ENERJİ ALANINDA BİR MİLAT

Türkiye, 2023 yılında enerji ve lojistik üssü olma yolunda Rusya-Ukrayna krizinin oluşturduğu atmosferde Orta Koridorun kazandığı önem, Türkistan coğrafyası ile hızla ilerleyen ilişkiler, Doğu Akdeniz ve Karadeniz’deki rezervler bakımından önemli gelişmelere imza atabilecek potansiyele kavuşmuştur. Bu anlamda hem bölgedeki mevcut siyasi koşullar hem de Türkiye’nin yapmış olduğu hazırlıklar süreci ivmelendirecektir.
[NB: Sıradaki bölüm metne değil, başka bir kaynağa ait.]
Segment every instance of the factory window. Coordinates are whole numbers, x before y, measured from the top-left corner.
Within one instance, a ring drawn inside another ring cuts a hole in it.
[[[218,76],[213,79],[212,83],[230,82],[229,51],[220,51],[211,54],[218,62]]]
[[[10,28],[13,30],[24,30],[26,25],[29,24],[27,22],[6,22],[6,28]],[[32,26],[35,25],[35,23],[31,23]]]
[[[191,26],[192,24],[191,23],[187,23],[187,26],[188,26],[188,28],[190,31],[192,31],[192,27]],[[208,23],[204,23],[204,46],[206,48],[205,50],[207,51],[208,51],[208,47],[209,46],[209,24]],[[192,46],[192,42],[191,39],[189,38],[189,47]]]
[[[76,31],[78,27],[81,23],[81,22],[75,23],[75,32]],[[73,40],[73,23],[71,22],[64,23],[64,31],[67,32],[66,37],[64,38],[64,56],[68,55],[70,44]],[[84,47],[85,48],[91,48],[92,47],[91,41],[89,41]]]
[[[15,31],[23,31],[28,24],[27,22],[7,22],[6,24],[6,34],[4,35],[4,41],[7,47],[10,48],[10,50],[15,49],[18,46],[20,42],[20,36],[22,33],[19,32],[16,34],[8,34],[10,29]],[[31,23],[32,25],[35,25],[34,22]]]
Azerbaycan, Kazakistan ve Türkmenistan petrol ve gazının ve Rus gazının Türkiye üzerinden Avrupa’ya taşınmasına yönelik anlaşmalar ve hazırlıklar, 2023’te Türkiye’nin enerji merkezi olma yolunda somut kazanımlar elde edeceğine işaret etmektedir. Ayrıca Karadeniz’de bulunan doğal gazın kullanımına başlanması ve Gabar’da bulunan petrol ile günlük 100 bin varil petrol üretimi hedefi, Türkiye’nin enerji bağımlılığını kırmasında önemli aşamalar olacaktır.

Enerji alanında diğer bir önemli gelişme de Akkuyu Nükleer Santrali’nin faaliyete geçmesi ile gerçekleşecektir. Akkuyu Nükleer Santrali, tek başına Türkiye’nin elektrik ihtiyacının yüzde 10’unu karşılayacak potansiyele sahiptir. Bu anlamda Türkiye’nin hem yeni keşfettiği doğal kaynakları hem de nükleer santrali faaliyete geçirmesi, 2023 yılının enerji alanında bir milat olacağını göstermektedir.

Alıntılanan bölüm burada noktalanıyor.